Eylül toparlandı gitti, ekim de gider bu gidişle der Turgut Uyar. Bırak ekimi, kasım yarılandı. Kışa giriliyor, hazır mısın ey okurum? Bilirim Bir Kışa Hazırlanmayı adlı şiiri vardı ya Uyar’ın: "Sana bir boyun atkısı gerek. Çünkü kış geldi. / Ve sular bir uzun geçmişe hazırlanır nerdeyse." O boyun atkısı da tamam edildi şimdi, senin için yine. Kışa girerken sıcak tutsun diyerek serinin ikinci cildi yarın sana ulaşıyor: Söyle Juliet Sana Ne Yaptım!
İlk cildin adı, Prevert’in bir şiirinden geliyordu, bu ciltte de en sevdiğim, Shakespeare var. Bu yeni kitap da dünya kadar kalabalık; istasyonlar, otobüsler, ey limanlar, trenler, vapurlar ey! Masamdan geçip gitmiş kitaplar, şiirler; çekmecede kalmış metinler, anılar ve acılar, sevinçler, hayat kırıntıları; hepsi var...

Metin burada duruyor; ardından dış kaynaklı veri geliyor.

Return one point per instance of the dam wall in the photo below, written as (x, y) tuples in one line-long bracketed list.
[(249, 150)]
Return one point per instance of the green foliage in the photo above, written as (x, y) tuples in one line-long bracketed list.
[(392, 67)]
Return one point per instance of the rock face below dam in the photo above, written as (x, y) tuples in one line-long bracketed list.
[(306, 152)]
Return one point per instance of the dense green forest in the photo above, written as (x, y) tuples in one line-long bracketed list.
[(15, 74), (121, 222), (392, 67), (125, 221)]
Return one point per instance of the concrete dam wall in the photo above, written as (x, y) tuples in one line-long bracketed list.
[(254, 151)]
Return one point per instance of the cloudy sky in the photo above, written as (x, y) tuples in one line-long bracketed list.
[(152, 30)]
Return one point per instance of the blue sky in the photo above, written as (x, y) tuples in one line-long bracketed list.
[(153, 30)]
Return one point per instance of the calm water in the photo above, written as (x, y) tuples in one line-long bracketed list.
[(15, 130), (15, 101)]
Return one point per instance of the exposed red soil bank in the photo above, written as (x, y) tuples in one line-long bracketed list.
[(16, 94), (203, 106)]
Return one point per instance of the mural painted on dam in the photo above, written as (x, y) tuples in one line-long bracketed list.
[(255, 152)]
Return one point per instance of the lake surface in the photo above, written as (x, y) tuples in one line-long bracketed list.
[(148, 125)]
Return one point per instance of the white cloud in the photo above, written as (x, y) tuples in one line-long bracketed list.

Aylak okur ile tutturduğum söyleşi devam ediyor. Hayata dağılmış bir adamın gizli ajandası, niyetleri, sevdikleri. Dert kitabı, ders kitabı ya da başucu kitabı belki, koy cebine götür yalnız dolaşacağın bir güne, bir okuma macerası olur, kitaplara, şarkılara atar seni, filmlere. O nefis çikolatalı eklerin tarihinden Mısır’daki piramitlere, İran’ın Kum Kenti’ndeki kütüphaneden İstanbul’un sahaflarına, Edip Cansever’den büyük insan Balzac’a; Marmaris limanında pasaport bekleyen Camus’den beynimizin olayları unutmamızı sağlayan genlerine, şu Türkçe edebiyat meselesinden Ataç’a, Hümeyra’nın nasıl güzel bir insan olduğu bahsinden çoktan unutulup gitmiş amigo Karıncaezmez Şevki’ye, Eyüp’ün kıyıda köşede kalmış eski püskü düğün salonlarından ortaçağın müziksiz ve ölümüne dans eden karanlık kişilerine dek, Cemal Süreya’nın deyişiyle dünyaya doğru giden bir tramvay...

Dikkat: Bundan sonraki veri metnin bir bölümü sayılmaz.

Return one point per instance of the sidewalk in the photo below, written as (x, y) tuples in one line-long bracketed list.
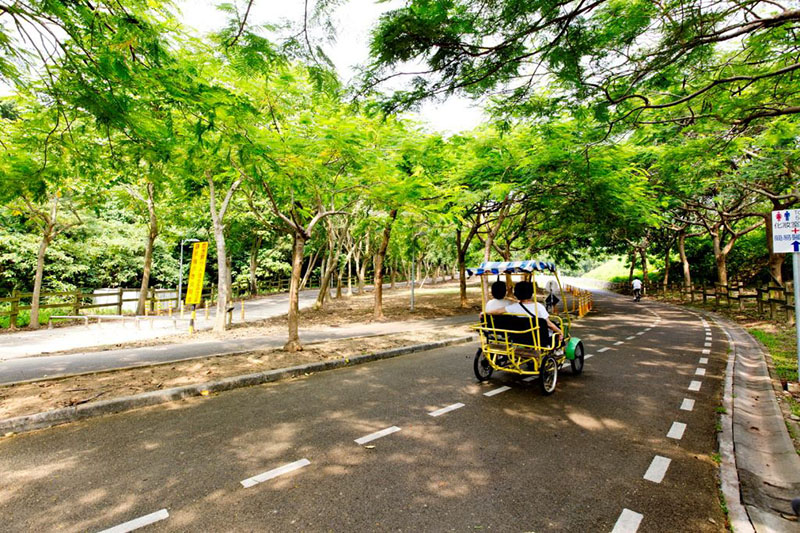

Kitapta, Aydınlık’ta bu köşede yayımlanan kimi yazılardan zamanında çeşitli dergilerde yazdıklarıma, edebiyatımıza duyduğum aşkla dolu Daktilo Perileri’nden orada burada yaptığım konuşmaların notlarına, bildirilere dek birçok şey çıkacak karşına... İkinci cildi de böylece tamamlıyoruz ey okur, sırada üç var; muhtemelen onunla da üç yıl sonra buluşacaksın, herhalde sen arada bunu çoktan okumuş olursun.

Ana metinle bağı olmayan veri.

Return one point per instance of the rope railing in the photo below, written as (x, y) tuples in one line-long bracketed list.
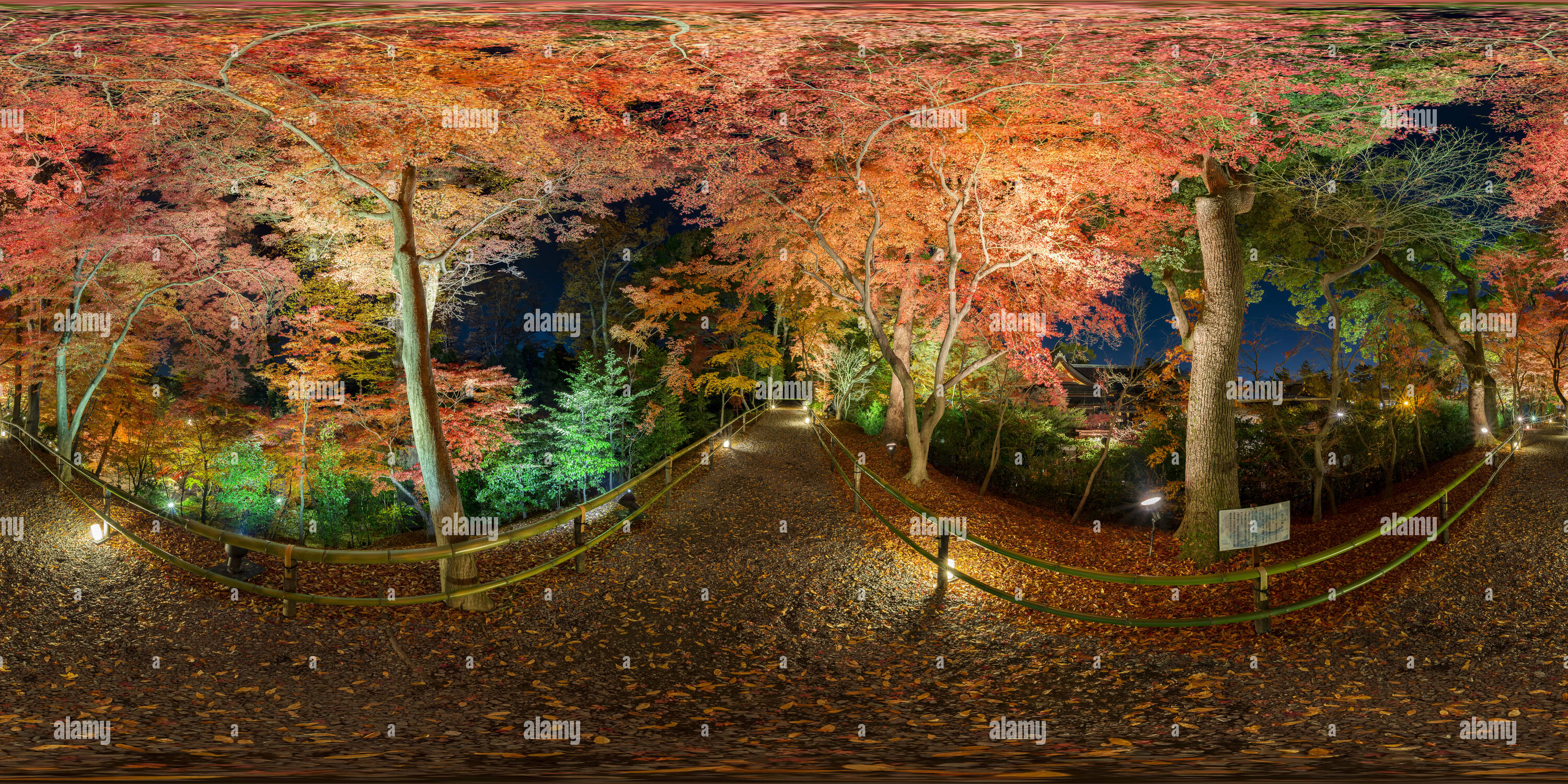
[(1144, 579), (292, 552), (410, 556)]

Bu arada bugün Ankara’da, hem cumhuriyetimizin otuzlu yıllarını, hem güne binaen Gazi Paşa’yı, hem de bu eksende Yakup Kadri’yi, Yakup Kadri Bey’in çölde bir feryat olan romanı Yaban’ını anlatacağım... Üç saatlik bir seminerdir... Kızılay’da olacağız. İlgilenenler 0542 495 35 96’yı arayabilir.
Ne diyelim, size iyi okumalar, bana yeni kitap heyecanları, zamana bırakılan izler. Görüşeceğiz!